“Something happened. They want everyone in the conference room,” said Angela’s coworker from the doorway. Angela looked up from her computer, ready to complain about the interruption, but one look at the woman’s face changed her mind.
She set her phone on vibrate and slid it into her pocket in case one of her boys tried to call her. She joined her coworkers streaming down the hallway like a school of fish. The entire Child Protective Services Division, where Angela worked as a social worker, assembled in the conference room. The division director held up her hand for silence. “If you follow the news, you know that an oil spill occurred off the coast of Louisiana a few days ago. To clean it up, the oil company released oil-eating bacteria into the ocean, which is apparently a common practice, I don’t know, sorry, I don’t follow this kind of scientific stuff much. According to the news, the bacteria ate the spill and jumped to land, where it’s spreading across the country, eating crude oil. The scientists who created the bacteria can’t seem to stop it. I have no idea what this means, people. But they’re saying we’ll have no more gas. Could get crazy. I’m closing this CPS office for the time being. When this blows over, you have a job waiting for you here. It has been an honor…” She choked up and simply put her hand over her heart.
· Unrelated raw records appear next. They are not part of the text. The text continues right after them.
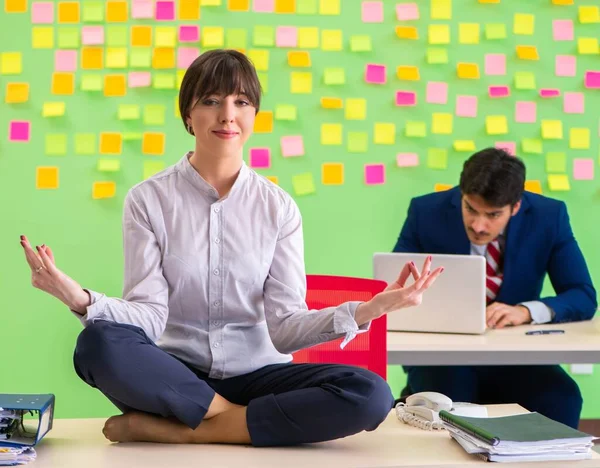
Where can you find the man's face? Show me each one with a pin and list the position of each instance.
(484, 222)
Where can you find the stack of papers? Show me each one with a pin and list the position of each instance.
(522, 437)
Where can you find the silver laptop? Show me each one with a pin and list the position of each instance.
(455, 303)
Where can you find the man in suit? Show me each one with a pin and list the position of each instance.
(523, 236)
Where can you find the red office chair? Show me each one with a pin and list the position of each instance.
(367, 349)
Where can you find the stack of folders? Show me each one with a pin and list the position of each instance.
(522, 437)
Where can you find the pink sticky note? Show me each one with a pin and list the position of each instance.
(374, 174)
(407, 11)
(499, 91)
(406, 98)
(189, 33)
(437, 92)
(566, 65)
(583, 169)
(573, 103)
(263, 6)
(142, 9)
(92, 35)
(65, 60)
(466, 106)
(139, 79)
(495, 64)
(375, 74)
(42, 12)
(260, 158)
(292, 146)
(562, 30)
(286, 36)
(19, 130)
(592, 79)
(407, 159)
(509, 146)
(372, 12)
(525, 112)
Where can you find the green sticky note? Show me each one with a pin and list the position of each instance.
(524, 80)
(109, 165)
(556, 162)
(437, 158)
(303, 184)
(415, 129)
(154, 114)
(56, 144)
(152, 167)
(85, 143)
(68, 37)
(358, 142)
(129, 112)
(286, 112)
(495, 31)
(360, 43)
(335, 76)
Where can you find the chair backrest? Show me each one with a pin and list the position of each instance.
(367, 349)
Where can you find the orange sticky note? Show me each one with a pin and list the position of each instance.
(46, 177)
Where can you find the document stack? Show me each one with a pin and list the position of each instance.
(518, 438)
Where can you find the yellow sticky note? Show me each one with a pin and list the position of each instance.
(46, 177)
(331, 134)
(441, 123)
(408, 72)
(102, 190)
(579, 138)
(16, 93)
(301, 82)
(552, 130)
(332, 173)
(384, 133)
(496, 125)
(468, 71)
(356, 109)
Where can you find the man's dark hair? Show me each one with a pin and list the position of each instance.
(495, 176)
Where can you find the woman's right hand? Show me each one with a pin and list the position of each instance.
(48, 278)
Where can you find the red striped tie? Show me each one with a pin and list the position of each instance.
(494, 277)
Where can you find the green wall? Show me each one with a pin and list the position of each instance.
(343, 224)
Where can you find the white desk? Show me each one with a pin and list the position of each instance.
(579, 344)
(77, 443)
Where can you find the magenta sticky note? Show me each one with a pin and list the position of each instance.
(407, 159)
(498, 91)
(406, 98)
(525, 112)
(139, 79)
(260, 158)
(509, 146)
(92, 35)
(189, 33)
(286, 36)
(566, 65)
(407, 11)
(375, 74)
(372, 12)
(573, 103)
(592, 79)
(374, 174)
(292, 145)
(562, 30)
(583, 169)
(466, 106)
(437, 92)
(495, 64)
(42, 12)
(19, 130)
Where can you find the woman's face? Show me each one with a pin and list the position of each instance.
(222, 124)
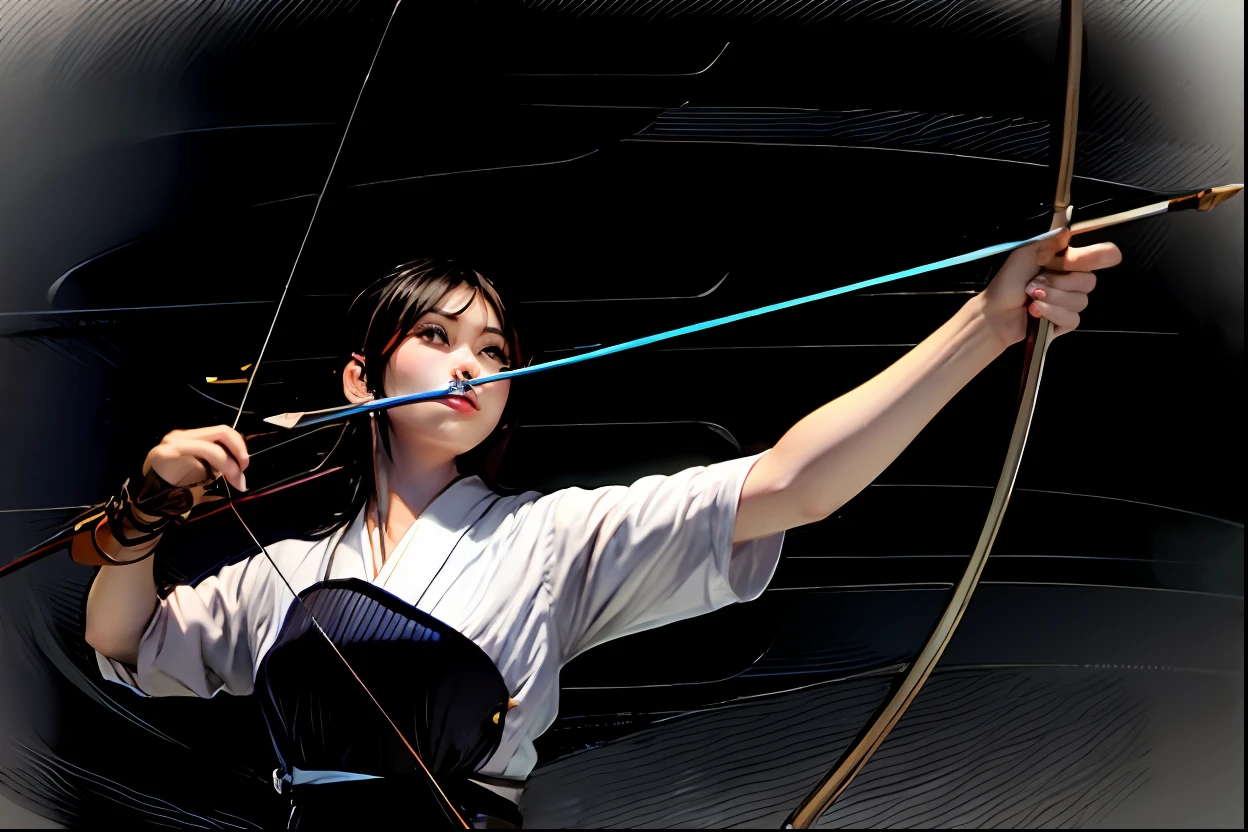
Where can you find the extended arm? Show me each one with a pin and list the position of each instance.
(839, 449)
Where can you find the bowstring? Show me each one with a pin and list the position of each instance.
(446, 802)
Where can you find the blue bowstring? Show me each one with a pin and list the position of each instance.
(394, 401)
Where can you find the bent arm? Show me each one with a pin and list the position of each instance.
(839, 449)
(121, 600)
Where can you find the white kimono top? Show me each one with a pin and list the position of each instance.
(532, 579)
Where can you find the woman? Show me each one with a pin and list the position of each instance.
(516, 583)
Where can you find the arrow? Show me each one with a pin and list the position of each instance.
(1201, 200)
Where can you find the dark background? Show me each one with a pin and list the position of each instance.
(617, 174)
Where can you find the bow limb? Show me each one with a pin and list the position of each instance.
(448, 807)
(1040, 334)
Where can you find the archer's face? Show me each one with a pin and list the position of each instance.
(447, 343)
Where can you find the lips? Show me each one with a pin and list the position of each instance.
(461, 403)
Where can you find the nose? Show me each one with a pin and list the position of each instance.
(466, 369)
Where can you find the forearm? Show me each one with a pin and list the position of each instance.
(839, 449)
(121, 601)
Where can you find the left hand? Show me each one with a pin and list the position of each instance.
(1045, 280)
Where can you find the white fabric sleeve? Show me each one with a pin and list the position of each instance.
(624, 559)
(210, 638)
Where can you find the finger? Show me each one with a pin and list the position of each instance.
(1086, 258)
(1066, 281)
(1072, 301)
(1048, 248)
(214, 455)
(230, 439)
(1065, 319)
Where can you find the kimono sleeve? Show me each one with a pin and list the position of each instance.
(209, 638)
(624, 559)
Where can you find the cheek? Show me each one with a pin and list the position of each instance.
(411, 368)
(497, 399)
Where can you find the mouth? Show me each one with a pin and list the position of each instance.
(461, 403)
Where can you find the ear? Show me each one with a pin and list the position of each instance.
(353, 384)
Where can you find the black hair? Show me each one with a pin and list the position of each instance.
(380, 321)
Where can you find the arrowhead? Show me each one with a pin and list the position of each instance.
(285, 419)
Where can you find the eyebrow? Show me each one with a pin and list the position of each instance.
(493, 331)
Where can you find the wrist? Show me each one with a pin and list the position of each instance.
(995, 329)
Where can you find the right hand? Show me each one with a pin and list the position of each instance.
(177, 458)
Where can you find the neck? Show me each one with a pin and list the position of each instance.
(407, 483)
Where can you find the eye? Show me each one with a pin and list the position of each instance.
(431, 331)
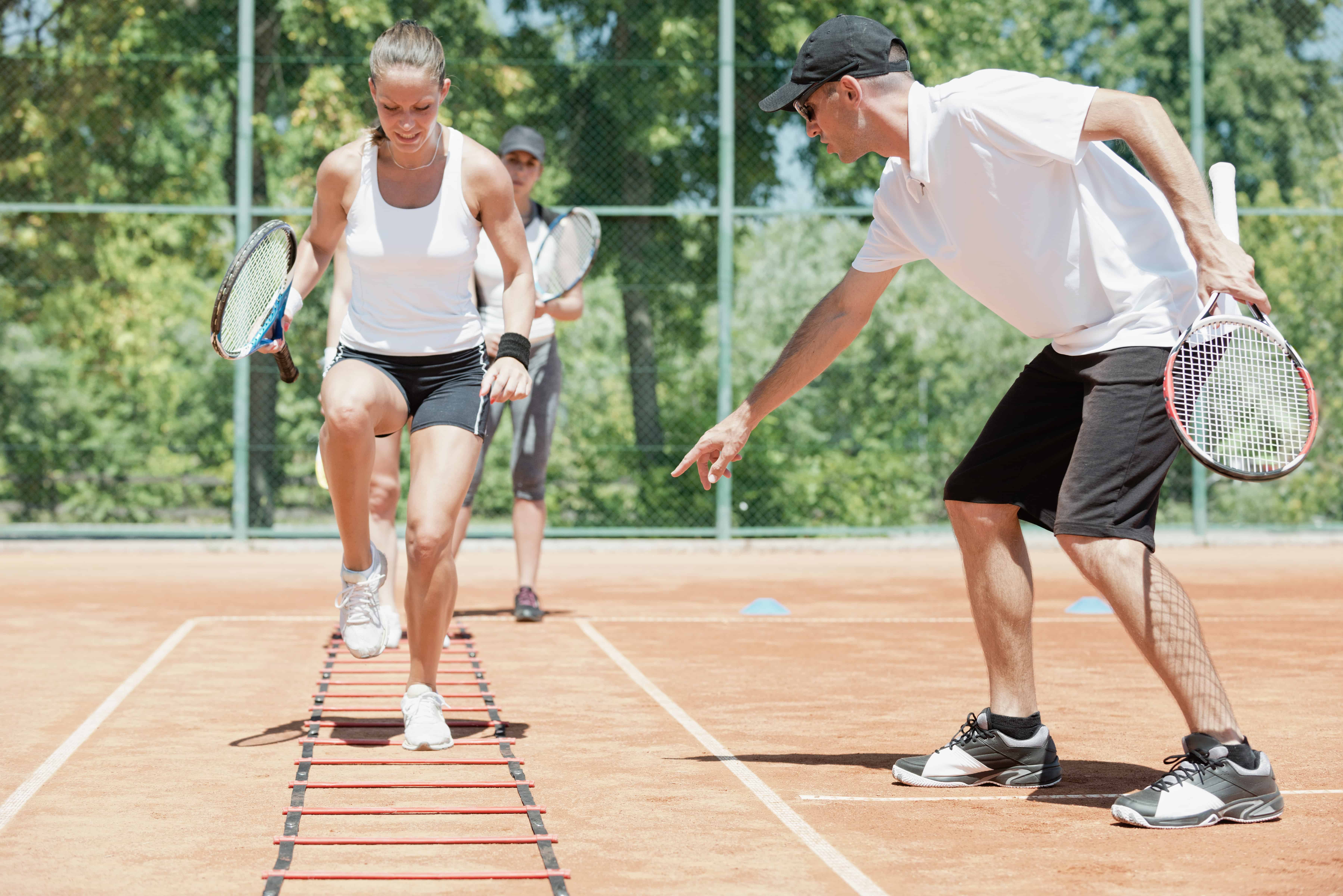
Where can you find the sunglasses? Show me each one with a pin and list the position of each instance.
(802, 105)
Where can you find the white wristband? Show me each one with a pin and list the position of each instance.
(293, 304)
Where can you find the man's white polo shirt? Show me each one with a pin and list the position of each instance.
(1060, 238)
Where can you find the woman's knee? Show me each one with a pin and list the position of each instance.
(429, 545)
(347, 414)
(385, 494)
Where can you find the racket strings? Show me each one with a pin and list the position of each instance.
(253, 295)
(566, 255)
(1240, 398)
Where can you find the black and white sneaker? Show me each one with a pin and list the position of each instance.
(978, 755)
(1203, 789)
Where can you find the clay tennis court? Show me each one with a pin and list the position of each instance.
(185, 786)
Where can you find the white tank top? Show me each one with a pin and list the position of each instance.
(412, 267)
(489, 279)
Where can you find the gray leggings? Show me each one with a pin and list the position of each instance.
(534, 425)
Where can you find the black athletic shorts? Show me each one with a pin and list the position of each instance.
(441, 390)
(1080, 444)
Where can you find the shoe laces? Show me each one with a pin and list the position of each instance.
(428, 707)
(969, 734)
(1188, 766)
(360, 602)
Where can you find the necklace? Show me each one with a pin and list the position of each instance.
(440, 143)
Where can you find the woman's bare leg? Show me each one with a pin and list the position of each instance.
(385, 495)
(528, 533)
(442, 463)
(359, 401)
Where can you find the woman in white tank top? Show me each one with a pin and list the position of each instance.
(412, 201)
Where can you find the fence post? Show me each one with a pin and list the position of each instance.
(1197, 124)
(727, 163)
(242, 229)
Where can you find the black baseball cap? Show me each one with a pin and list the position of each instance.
(526, 139)
(844, 46)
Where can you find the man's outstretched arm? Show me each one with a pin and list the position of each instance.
(1143, 124)
(827, 331)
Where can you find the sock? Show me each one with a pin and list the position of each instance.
(362, 574)
(1014, 727)
(1243, 755)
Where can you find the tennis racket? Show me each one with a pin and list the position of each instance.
(252, 299)
(567, 253)
(1236, 391)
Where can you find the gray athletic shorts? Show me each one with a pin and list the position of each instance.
(1080, 444)
(534, 425)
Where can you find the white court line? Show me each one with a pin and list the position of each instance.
(26, 792)
(1031, 797)
(900, 620)
(806, 833)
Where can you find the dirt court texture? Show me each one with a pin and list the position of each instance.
(676, 745)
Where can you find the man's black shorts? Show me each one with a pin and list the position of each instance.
(1080, 444)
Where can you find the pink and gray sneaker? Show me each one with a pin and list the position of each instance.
(527, 606)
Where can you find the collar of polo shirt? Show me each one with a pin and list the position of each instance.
(918, 177)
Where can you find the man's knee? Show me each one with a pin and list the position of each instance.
(1084, 550)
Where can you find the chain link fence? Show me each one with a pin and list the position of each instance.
(113, 409)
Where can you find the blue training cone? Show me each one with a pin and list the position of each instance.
(1090, 606)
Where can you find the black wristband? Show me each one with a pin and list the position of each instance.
(515, 346)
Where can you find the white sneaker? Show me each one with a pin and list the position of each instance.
(422, 714)
(360, 621)
(393, 625)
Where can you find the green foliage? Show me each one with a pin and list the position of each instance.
(112, 406)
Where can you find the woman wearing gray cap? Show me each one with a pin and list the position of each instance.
(523, 151)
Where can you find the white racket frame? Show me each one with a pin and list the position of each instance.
(597, 245)
(1223, 175)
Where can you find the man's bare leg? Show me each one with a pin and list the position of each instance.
(1161, 620)
(1001, 600)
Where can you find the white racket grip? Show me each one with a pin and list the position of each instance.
(1224, 199)
(1223, 175)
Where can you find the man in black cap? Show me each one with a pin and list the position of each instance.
(1004, 182)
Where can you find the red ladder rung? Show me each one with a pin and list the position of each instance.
(445, 875)
(413, 842)
(324, 707)
(412, 811)
(389, 723)
(383, 663)
(455, 696)
(379, 742)
(398, 684)
(373, 785)
(405, 762)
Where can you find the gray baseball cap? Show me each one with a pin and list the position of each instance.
(526, 139)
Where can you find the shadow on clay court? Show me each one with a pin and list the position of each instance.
(299, 729)
(860, 760)
(1082, 777)
(504, 612)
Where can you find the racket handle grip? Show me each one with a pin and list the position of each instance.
(288, 370)
(1224, 199)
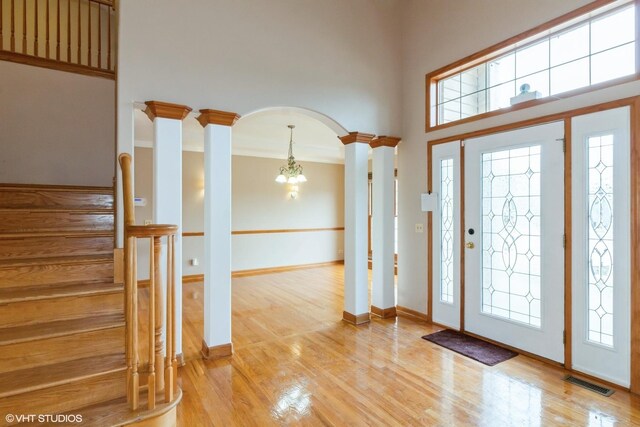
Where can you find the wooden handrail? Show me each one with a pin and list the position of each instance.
(161, 370)
(46, 23)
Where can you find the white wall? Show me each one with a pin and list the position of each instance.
(259, 203)
(55, 127)
(469, 26)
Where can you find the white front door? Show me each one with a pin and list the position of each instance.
(514, 256)
(445, 296)
(601, 245)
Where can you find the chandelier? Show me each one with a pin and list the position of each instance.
(292, 172)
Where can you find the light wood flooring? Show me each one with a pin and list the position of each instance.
(297, 363)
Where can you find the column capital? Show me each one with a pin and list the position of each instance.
(217, 117)
(352, 137)
(165, 110)
(384, 141)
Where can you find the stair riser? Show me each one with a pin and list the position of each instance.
(33, 275)
(40, 247)
(49, 310)
(67, 397)
(22, 221)
(15, 198)
(60, 349)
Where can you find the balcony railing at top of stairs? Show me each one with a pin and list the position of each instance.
(71, 35)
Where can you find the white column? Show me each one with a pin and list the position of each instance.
(383, 302)
(167, 188)
(356, 277)
(217, 232)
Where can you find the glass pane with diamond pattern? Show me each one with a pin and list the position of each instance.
(600, 239)
(511, 234)
(446, 230)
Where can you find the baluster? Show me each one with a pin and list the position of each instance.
(79, 33)
(89, 36)
(134, 322)
(24, 27)
(109, 39)
(35, 40)
(13, 25)
(169, 379)
(68, 30)
(151, 382)
(47, 48)
(99, 35)
(159, 309)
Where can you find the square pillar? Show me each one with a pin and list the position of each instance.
(167, 192)
(383, 301)
(217, 232)
(356, 274)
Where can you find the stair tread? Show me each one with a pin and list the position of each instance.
(30, 379)
(62, 290)
(59, 328)
(71, 259)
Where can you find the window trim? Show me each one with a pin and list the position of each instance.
(529, 36)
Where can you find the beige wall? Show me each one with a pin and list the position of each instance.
(469, 26)
(55, 127)
(258, 203)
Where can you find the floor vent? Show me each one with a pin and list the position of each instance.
(589, 386)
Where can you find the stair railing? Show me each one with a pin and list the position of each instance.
(73, 35)
(162, 368)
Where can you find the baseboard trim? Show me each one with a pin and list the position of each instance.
(356, 319)
(385, 313)
(217, 351)
(411, 314)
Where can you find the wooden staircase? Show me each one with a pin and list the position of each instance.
(62, 321)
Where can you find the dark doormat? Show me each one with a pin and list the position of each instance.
(482, 351)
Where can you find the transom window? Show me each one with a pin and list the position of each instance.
(597, 47)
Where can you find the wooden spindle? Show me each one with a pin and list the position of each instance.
(47, 29)
(24, 26)
(13, 25)
(99, 35)
(89, 35)
(79, 33)
(109, 39)
(169, 380)
(68, 30)
(151, 375)
(35, 38)
(135, 381)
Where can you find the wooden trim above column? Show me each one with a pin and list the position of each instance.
(217, 117)
(384, 141)
(165, 110)
(364, 138)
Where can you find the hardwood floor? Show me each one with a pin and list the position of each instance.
(296, 362)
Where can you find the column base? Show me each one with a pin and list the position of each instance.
(217, 351)
(385, 313)
(356, 319)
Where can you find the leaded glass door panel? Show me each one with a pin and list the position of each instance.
(601, 245)
(514, 220)
(445, 168)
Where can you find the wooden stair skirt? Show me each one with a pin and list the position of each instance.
(62, 323)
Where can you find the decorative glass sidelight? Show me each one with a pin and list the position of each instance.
(511, 234)
(446, 230)
(600, 239)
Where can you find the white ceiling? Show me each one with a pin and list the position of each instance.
(261, 134)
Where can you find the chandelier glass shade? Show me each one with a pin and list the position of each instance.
(292, 172)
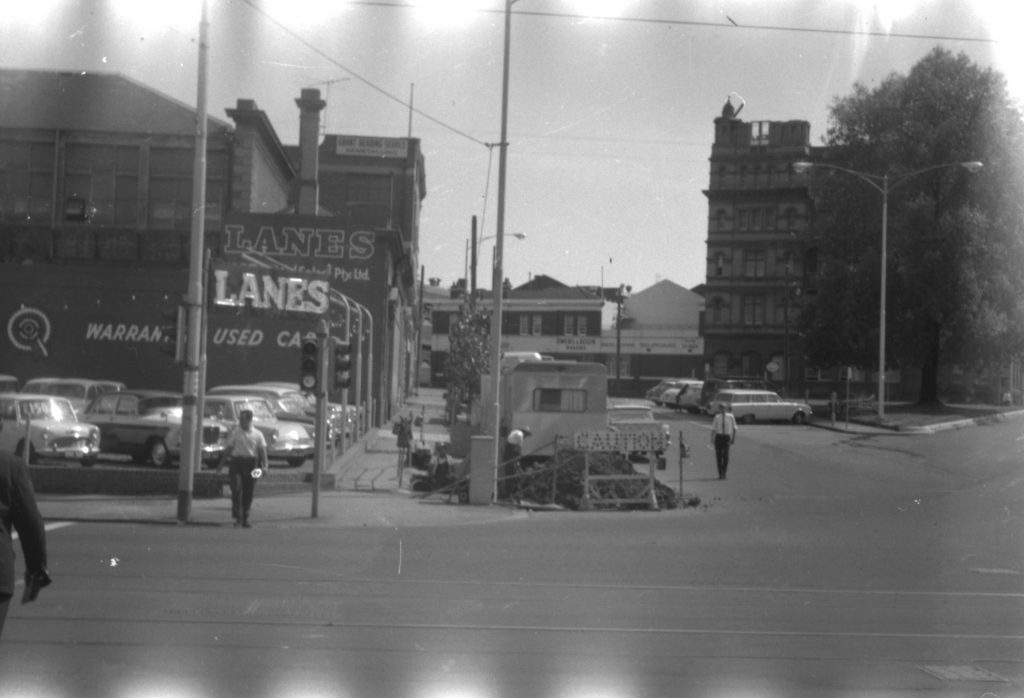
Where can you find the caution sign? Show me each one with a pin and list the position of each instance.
(621, 442)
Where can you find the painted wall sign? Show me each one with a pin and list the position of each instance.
(623, 442)
(368, 146)
(238, 288)
(306, 245)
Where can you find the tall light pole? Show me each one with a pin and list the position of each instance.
(884, 184)
(476, 255)
(499, 273)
For a moment Angela thought the whole thing was a prank set up by a warped reality show. Everyone looked confused and stunned. The director’s words sunk in about as swiftly as water poured on concrete. The room bulged with professionals trained to assist people in crisis, but this wasn’t your garden-variety crisis. At first no one moved, and then, as if instantaneously zapped out of a frozen state, everyone moved at once in a million directions.
Angela needed to reach her sons and see them safe home because the world had just cracked open.